Born to a Protestant family of the bourgeoisie in Gard, Émilien Dumas was immersed from his early childhood in an atmosphere of learning and erudition. His father, a former merchant involved in agriculture, was an educated man. The native flora of Gard provided him with his first field of study. From 1815 to 1824, he studied at Morges, Switzerland, then at Basel, where his passion for the natural sciences matured. He returned to his homeland in 1824 following the death of his mother.
Embarking on a career in the sciences, he went to Paris and studied at the Collège de France, the Ecole des Mines de Paris and the Muséum national d'histoire naturelle, and with Georges Cuvier, Étienne Geoffroy Saint-Hilaire, and Adrien-Henri de Jussieu.
His education in the natural sciences was well rounded, and he threw himself with equal passion into Zoology, Mineralogy, and Botany, as well as engaging in the contemporary debate over Lamarckism.

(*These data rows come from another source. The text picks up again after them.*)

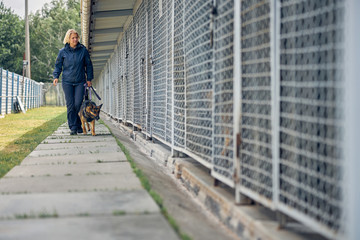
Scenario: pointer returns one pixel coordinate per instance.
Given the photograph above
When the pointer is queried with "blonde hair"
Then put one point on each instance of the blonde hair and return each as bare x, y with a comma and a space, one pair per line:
68, 34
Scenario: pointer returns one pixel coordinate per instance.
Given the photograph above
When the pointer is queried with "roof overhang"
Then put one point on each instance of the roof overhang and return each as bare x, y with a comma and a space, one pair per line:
102, 25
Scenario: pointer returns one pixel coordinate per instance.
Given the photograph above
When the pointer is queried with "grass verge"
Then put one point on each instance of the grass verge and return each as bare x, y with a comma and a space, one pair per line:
15, 151
146, 184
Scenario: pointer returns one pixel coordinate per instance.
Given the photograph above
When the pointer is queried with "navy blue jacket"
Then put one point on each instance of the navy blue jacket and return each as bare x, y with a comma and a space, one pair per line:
73, 63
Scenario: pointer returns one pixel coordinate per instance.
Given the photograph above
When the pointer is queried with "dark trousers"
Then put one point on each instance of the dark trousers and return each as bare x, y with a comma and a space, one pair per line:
74, 96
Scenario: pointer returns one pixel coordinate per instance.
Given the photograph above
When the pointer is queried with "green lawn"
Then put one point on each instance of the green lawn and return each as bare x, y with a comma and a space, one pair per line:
21, 133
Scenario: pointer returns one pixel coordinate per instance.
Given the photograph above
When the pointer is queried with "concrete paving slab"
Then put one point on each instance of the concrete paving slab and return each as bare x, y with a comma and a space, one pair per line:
75, 159
75, 151
76, 204
130, 227
69, 184
67, 133
120, 168
68, 136
99, 138
70, 145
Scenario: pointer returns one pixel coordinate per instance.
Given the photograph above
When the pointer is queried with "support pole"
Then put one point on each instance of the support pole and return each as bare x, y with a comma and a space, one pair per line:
27, 42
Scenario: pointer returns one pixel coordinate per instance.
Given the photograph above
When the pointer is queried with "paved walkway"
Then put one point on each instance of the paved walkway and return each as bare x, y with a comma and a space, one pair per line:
78, 187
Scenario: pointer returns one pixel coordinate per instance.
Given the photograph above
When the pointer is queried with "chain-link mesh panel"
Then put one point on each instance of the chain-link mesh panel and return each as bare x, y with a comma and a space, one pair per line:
179, 83
169, 101
199, 78
159, 68
120, 82
149, 106
223, 156
142, 36
136, 69
129, 74
113, 84
116, 79
310, 117
255, 125
123, 77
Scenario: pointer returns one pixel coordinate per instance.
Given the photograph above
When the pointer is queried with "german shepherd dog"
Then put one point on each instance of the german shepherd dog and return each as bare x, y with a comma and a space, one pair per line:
89, 112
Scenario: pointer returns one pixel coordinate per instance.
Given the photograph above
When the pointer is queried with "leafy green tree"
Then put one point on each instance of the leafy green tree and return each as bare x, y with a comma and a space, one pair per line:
12, 40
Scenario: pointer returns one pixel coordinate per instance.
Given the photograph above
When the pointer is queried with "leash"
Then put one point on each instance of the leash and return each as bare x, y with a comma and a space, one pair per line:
88, 89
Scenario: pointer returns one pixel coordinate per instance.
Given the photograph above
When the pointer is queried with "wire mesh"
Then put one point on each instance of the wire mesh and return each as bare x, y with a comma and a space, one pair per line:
136, 69
223, 155
311, 80
255, 125
142, 60
129, 75
149, 94
199, 78
179, 82
159, 68
169, 80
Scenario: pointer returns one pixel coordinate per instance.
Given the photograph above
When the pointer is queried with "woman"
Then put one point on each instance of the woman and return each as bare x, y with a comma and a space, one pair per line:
73, 61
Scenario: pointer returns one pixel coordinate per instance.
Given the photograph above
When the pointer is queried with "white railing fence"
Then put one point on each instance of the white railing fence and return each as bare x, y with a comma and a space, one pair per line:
12, 86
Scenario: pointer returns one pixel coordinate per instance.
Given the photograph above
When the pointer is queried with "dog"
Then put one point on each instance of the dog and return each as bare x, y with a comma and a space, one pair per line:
89, 112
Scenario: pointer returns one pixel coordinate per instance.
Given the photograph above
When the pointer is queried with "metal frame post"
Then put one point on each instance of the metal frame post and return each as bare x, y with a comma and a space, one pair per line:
12, 91
1, 96
237, 96
352, 115
7, 92
275, 93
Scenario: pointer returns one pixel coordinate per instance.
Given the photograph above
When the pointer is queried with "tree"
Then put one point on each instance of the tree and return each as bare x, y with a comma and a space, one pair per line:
12, 40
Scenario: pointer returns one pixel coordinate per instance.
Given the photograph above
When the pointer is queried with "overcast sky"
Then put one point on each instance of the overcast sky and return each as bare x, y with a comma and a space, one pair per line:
19, 5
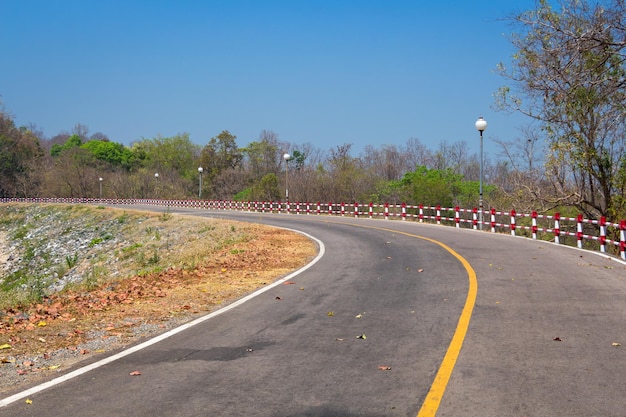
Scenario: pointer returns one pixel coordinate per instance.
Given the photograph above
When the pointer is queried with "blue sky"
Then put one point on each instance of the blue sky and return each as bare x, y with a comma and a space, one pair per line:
325, 72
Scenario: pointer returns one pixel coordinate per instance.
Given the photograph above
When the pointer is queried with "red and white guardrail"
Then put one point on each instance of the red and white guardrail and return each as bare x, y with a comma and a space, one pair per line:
577, 231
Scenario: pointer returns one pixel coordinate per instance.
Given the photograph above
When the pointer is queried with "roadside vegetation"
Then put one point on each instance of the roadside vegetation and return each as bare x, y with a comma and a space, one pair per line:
74, 275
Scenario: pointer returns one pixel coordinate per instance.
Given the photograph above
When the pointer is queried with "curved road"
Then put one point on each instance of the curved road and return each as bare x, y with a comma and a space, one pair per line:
544, 339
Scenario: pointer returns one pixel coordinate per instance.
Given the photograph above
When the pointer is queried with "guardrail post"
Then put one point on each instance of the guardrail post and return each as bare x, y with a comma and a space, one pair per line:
557, 227
603, 234
513, 225
579, 230
474, 218
622, 239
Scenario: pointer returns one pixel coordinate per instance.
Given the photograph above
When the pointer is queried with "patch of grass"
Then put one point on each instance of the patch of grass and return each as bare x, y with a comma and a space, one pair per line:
97, 240
71, 260
20, 233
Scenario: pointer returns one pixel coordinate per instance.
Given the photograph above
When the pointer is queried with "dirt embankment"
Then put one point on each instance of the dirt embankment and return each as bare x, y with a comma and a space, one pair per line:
76, 281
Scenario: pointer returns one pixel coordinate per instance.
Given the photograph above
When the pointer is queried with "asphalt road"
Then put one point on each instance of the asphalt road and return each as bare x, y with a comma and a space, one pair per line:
542, 339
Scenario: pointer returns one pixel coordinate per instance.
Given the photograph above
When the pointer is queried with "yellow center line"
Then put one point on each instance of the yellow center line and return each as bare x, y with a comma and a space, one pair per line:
435, 394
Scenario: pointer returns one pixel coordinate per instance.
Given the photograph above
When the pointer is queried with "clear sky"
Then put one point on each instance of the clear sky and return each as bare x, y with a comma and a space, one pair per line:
325, 72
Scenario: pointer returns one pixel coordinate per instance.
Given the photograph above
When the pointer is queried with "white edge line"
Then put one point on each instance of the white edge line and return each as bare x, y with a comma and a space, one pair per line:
6, 401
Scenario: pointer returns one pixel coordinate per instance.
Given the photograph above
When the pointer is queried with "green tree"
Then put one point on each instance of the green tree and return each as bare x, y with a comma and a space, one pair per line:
115, 154
444, 187
20, 152
569, 75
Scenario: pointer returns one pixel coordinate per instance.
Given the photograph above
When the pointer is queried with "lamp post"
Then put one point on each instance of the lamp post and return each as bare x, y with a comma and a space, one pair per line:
481, 125
200, 186
287, 157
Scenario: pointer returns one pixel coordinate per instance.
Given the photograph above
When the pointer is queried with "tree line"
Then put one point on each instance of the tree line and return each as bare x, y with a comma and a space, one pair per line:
567, 76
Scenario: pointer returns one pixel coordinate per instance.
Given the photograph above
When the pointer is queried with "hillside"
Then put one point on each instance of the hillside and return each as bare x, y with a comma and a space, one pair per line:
82, 280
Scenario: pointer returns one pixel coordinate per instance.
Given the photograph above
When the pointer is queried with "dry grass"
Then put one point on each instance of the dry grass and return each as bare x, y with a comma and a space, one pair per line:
214, 263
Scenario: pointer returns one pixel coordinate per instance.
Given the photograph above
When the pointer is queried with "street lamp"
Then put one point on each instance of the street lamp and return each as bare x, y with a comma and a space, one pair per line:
287, 157
200, 186
481, 125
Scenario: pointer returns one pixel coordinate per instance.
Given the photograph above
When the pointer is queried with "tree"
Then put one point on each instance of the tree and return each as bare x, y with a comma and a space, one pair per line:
73, 141
115, 154
19, 152
569, 75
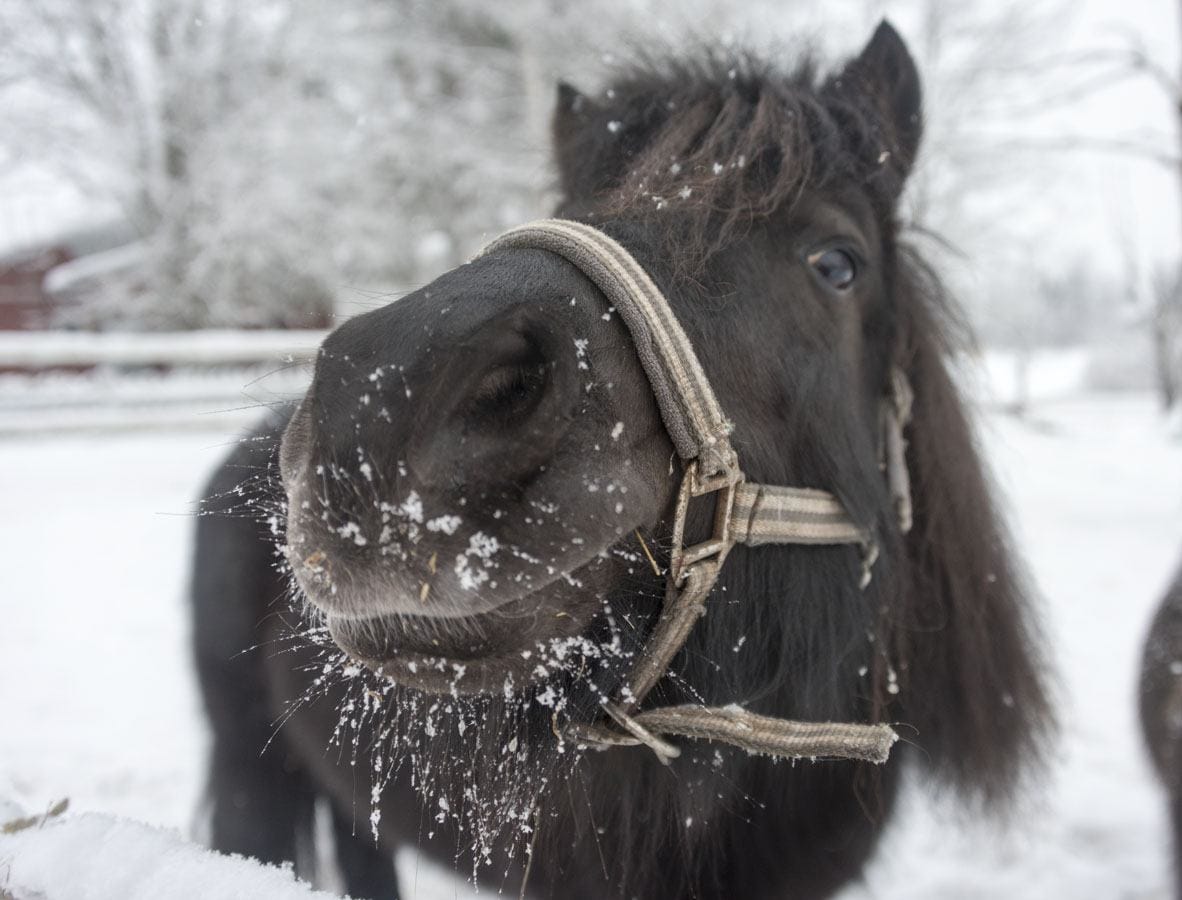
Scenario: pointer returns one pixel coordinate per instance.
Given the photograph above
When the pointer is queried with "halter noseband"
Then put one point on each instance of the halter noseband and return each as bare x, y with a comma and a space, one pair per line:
745, 513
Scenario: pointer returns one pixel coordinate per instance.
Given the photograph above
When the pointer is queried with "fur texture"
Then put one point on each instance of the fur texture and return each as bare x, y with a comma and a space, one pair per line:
500, 393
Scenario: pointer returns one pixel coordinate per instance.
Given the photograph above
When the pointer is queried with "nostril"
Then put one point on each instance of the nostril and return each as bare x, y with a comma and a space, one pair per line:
508, 393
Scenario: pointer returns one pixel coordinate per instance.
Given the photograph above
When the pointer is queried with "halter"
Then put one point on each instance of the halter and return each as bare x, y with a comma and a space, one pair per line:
744, 513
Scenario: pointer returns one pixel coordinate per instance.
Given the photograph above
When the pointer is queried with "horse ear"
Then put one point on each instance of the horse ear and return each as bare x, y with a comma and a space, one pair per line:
567, 127
887, 75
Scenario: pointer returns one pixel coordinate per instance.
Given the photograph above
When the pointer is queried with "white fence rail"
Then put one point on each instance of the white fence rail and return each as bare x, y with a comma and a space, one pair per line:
212, 380
49, 349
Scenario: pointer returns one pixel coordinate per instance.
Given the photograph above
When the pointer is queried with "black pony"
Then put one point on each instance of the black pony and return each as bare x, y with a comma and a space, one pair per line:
1161, 706
479, 493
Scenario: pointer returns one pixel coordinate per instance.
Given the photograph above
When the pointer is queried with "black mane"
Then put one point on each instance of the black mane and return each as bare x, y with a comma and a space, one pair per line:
705, 144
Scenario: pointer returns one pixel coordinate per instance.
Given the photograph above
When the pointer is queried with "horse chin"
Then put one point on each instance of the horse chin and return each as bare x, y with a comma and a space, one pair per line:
519, 643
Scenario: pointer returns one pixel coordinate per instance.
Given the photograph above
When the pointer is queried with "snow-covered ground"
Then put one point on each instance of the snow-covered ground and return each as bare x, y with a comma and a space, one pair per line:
98, 703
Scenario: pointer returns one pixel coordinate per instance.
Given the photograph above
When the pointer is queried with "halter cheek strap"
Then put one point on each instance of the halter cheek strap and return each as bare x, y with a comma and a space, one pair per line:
744, 513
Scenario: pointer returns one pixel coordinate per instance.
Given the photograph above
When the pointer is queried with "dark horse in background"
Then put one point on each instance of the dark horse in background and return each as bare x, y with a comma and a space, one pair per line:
494, 429
1161, 706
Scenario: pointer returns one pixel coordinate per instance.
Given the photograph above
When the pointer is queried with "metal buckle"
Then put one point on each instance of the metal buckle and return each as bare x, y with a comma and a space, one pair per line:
719, 543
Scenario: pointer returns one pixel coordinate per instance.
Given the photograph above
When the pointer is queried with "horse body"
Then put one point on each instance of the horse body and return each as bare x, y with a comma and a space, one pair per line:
469, 481
1161, 706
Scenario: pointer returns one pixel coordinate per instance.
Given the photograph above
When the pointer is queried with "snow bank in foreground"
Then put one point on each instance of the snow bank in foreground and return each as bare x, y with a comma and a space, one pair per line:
95, 856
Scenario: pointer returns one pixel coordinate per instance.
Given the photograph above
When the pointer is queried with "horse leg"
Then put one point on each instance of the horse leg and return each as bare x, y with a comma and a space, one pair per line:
367, 868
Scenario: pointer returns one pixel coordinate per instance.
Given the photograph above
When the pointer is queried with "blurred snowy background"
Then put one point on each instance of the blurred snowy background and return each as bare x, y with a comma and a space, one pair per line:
190, 190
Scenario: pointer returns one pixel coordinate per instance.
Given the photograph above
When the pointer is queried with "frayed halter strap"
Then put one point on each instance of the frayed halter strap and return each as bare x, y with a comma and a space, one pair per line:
745, 513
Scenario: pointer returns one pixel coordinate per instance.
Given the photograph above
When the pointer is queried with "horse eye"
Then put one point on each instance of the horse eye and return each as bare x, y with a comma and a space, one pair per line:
836, 267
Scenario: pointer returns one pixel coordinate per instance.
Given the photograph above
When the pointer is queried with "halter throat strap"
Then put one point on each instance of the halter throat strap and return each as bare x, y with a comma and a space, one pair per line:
744, 512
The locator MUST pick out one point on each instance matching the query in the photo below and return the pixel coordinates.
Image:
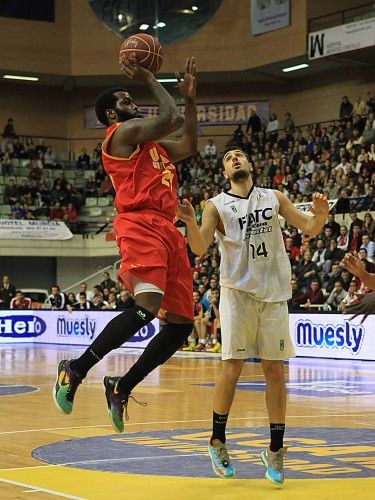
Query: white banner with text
(63, 327)
(11, 229)
(342, 38)
(269, 15)
(313, 335)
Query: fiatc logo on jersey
(344, 335)
(21, 326)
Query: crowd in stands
(336, 158)
(106, 295)
(43, 192)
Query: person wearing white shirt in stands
(318, 256)
(20, 301)
(343, 238)
(343, 165)
(210, 149)
(369, 246)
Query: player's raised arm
(199, 238)
(187, 144)
(309, 225)
(139, 130)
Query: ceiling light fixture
(166, 80)
(20, 77)
(295, 68)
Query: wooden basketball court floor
(163, 454)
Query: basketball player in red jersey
(155, 266)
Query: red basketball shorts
(153, 251)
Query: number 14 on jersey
(258, 251)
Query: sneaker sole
(110, 413)
(216, 470)
(266, 475)
(54, 394)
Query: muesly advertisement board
(333, 336)
(313, 335)
(63, 327)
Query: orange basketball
(145, 48)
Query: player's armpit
(139, 130)
(201, 238)
(177, 150)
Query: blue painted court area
(313, 453)
(10, 390)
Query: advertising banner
(63, 327)
(269, 15)
(11, 229)
(219, 113)
(342, 38)
(313, 335)
(332, 336)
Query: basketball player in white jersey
(255, 286)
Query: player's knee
(151, 301)
(273, 370)
(231, 369)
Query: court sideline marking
(185, 422)
(39, 489)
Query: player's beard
(123, 116)
(239, 176)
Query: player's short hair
(106, 100)
(235, 147)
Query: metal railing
(92, 279)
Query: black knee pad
(178, 331)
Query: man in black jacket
(7, 292)
(332, 254)
(346, 108)
(57, 298)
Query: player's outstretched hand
(188, 86)
(185, 211)
(365, 306)
(352, 263)
(319, 205)
(132, 69)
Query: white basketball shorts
(251, 328)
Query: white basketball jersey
(253, 256)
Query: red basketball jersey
(146, 180)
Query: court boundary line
(184, 421)
(148, 457)
(37, 489)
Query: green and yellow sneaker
(117, 403)
(66, 385)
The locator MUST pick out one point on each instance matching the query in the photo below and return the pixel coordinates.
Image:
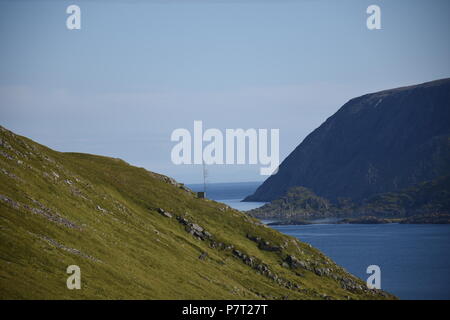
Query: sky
(138, 70)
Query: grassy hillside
(104, 215)
(425, 202)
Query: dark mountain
(376, 143)
(425, 202)
(136, 234)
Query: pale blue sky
(137, 70)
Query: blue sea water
(414, 259)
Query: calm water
(231, 193)
(414, 259)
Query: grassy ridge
(59, 209)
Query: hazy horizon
(138, 70)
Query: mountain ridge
(378, 142)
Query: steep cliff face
(137, 234)
(375, 143)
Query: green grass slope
(102, 214)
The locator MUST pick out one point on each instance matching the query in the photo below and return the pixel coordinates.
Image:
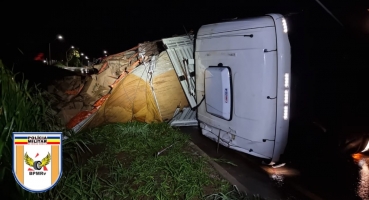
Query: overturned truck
(139, 84)
(239, 95)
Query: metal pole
(329, 12)
(49, 55)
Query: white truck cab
(243, 71)
(238, 78)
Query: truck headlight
(366, 148)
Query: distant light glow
(284, 24)
(366, 148)
(286, 80)
(285, 112)
(286, 96)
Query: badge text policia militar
(37, 160)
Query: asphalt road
(309, 174)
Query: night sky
(116, 26)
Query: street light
(66, 54)
(59, 37)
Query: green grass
(23, 107)
(128, 167)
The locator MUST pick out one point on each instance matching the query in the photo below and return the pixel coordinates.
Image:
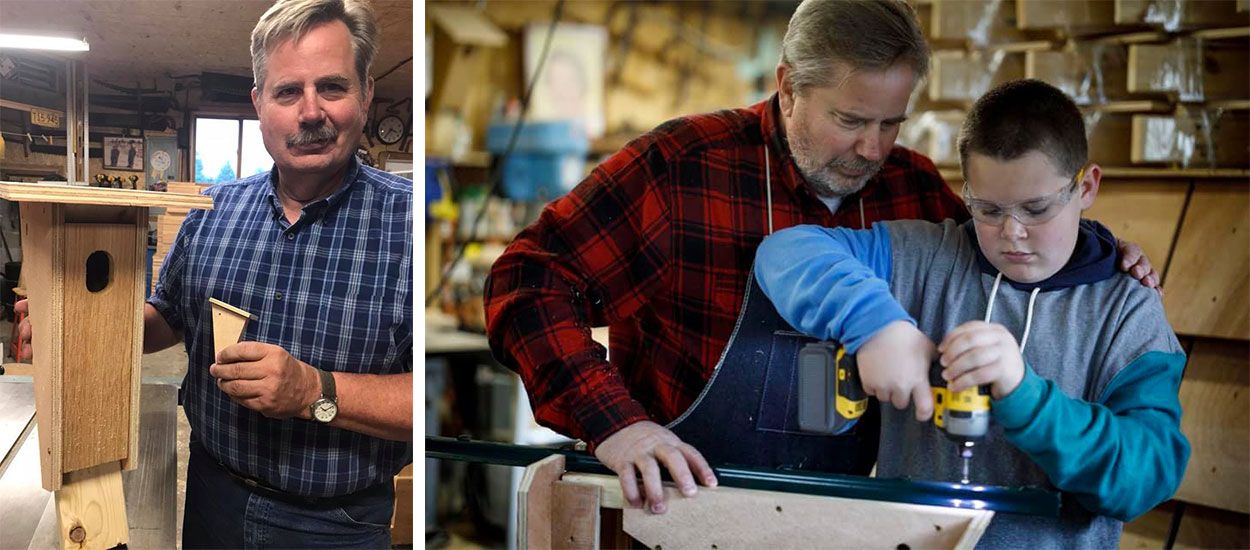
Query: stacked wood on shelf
(1159, 90)
(1166, 99)
(168, 225)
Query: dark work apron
(748, 413)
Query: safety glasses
(1033, 211)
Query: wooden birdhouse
(84, 251)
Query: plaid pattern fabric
(658, 244)
(333, 289)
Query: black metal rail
(1010, 500)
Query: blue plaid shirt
(334, 290)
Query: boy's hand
(894, 366)
(979, 353)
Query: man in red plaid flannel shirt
(658, 241)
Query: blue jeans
(221, 511)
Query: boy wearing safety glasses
(1081, 365)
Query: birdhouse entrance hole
(99, 270)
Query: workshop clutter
(544, 159)
(1161, 83)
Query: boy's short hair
(1025, 115)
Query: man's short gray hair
(873, 35)
(293, 19)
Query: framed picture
(160, 159)
(124, 154)
(571, 84)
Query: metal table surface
(28, 513)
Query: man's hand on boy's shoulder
(979, 353)
(1135, 263)
(894, 368)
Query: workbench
(28, 513)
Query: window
(228, 149)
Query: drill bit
(966, 454)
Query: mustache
(313, 135)
(858, 164)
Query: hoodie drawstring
(1028, 319)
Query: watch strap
(328, 390)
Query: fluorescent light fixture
(41, 43)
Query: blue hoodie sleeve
(831, 284)
(1119, 456)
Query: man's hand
(24, 330)
(1135, 263)
(979, 353)
(894, 368)
(266, 379)
(638, 450)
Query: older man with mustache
(299, 429)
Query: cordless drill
(831, 399)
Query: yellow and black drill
(831, 399)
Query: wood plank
(575, 515)
(534, 503)
(43, 243)
(228, 324)
(151, 489)
(78, 194)
(401, 520)
(1063, 14)
(1146, 213)
(1206, 280)
(730, 518)
(1216, 420)
(91, 510)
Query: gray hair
(870, 35)
(293, 19)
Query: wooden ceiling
(139, 43)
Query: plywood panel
(43, 244)
(1208, 288)
(1216, 420)
(76, 194)
(99, 353)
(1146, 213)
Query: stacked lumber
(169, 223)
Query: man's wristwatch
(325, 408)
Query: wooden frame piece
(91, 509)
(559, 509)
(228, 324)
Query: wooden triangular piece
(228, 324)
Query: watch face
(390, 130)
(324, 410)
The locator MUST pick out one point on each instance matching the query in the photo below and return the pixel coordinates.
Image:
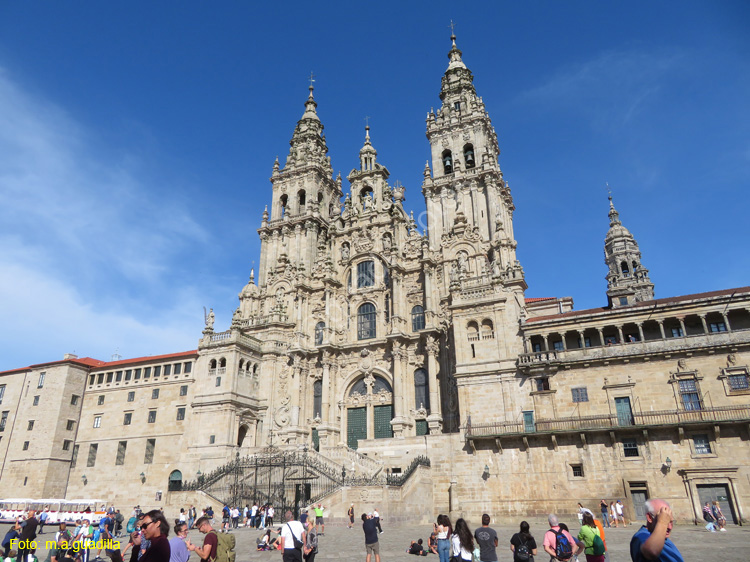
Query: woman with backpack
(462, 542)
(523, 545)
(444, 531)
(591, 539)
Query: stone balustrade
(663, 418)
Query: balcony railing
(612, 421)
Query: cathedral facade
(370, 342)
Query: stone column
(435, 419)
(726, 321)
(399, 421)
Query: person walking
(291, 532)
(462, 542)
(620, 514)
(651, 542)
(311, 544)
(371, 537)
(588, 535)
(487, 540)
(523, 545)
(444, 532)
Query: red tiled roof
(148, 358)
(643, 304)
(96, 363)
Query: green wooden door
(356, 426)
(383, 417)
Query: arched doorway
(369, 405)
(175, 481)
(241, 434)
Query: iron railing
(609, 421)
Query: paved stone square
(340, 543)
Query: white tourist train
(59, 509)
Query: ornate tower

In 1828, he returned to Sommières, where he married Pauline Borel, a wealthy heiress from Orange, and daughter of a silk manufacturer. The same year, he unveiled a rich paleontological dig site at Pondres (Gard) whose human and animal remains fueled Lamarckist arguments, particularly in the field of Archaeozoology
He surveyed his region with great patience and tenacity over a period of 20 years, to produce a geological map of the département of Gard. During a long voyage in the 1860s he studied the geography of southern Europe. As an avid collector, he cultivated his curiosity throughout his life, and the Natural History Museum at Nîmes now preserves a large part of his numerous collections spanning the fields of Greek antiquities, botany, and geology.
The missing piece in this portrait of the "Explorer of Gard" is his taste for theater and acting. He was a willing participant as well as observer, which was considered by his contemporaries as incompatible with his role as a scientist.
He died on September 21, 1870, in Ax-sur-Ariège.